碧空2107 nautilus658(中間の気配、生贄、羞恥と畏怖)
2107 nautilus658(中間の気配、生贄、羞恥と畏怖)
羞恥と畏怖は、まぼろしや蜃気楼まであと0秒の、その0の膨張である隠れなさに感応する。それは萌芽に過ぎないが、「私」が「私」を決定的に追い越して羞恥が畏怖に呑み込まれるエネルギー状態は、誰もいない部屋を呑み込んだ鏡の如くして、
二時間もつづいて炎天下でアフリカ大平原を横ぎった後、土人は静かにタアル語で言った。
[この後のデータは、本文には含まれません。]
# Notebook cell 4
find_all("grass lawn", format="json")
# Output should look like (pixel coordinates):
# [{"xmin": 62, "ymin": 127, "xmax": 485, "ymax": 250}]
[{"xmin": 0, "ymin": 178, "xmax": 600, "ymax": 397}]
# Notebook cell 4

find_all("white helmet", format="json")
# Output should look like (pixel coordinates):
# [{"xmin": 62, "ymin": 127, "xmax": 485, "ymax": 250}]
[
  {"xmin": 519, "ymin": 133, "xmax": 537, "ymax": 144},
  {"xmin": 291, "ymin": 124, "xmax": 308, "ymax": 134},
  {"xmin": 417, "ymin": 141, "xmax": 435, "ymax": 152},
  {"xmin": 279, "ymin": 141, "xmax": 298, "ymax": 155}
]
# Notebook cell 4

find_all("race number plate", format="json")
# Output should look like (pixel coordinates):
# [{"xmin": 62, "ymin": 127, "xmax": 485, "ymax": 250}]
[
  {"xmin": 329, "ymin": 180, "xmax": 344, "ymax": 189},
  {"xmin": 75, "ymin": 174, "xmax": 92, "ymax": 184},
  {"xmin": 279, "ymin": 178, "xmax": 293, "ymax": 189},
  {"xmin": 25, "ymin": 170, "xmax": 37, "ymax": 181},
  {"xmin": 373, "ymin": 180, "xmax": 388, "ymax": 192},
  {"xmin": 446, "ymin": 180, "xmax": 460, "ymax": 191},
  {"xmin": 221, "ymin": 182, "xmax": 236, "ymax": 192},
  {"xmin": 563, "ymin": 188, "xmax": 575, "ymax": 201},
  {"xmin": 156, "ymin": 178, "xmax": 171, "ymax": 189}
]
「長い間、お尋ねしようと思っていたのです。あなたが独りでこのような草原におられ、そして太陽がかように草むらの上を照らすとき、何ものかが話すように思われたことはありませんか。私が言うのは耳で聞こえるものではなしに、あなたが小さく非常に小さく、他の方が非常に大きくなるように思われるものです」
鏡像と鏡の中間に被曝して、誰もいない部屋を呑み込んだ鏡の気配に吸い込まれるのであるが、この、二時間もつづいてアフリカ大平原を横ぎった炎天下に姿を変えた中間の気配は、音もなく降りて来た梟に野鼠が鷲掴みされ、頭からぐいぐい丸呑み込みされ、長々と嘴から垂れていた尻尾もすっかり胃袋に送り込まれる、そのようにして生きたまま小動物が餌食になる如く、模写発作的に羞恥と畏怖が感応する。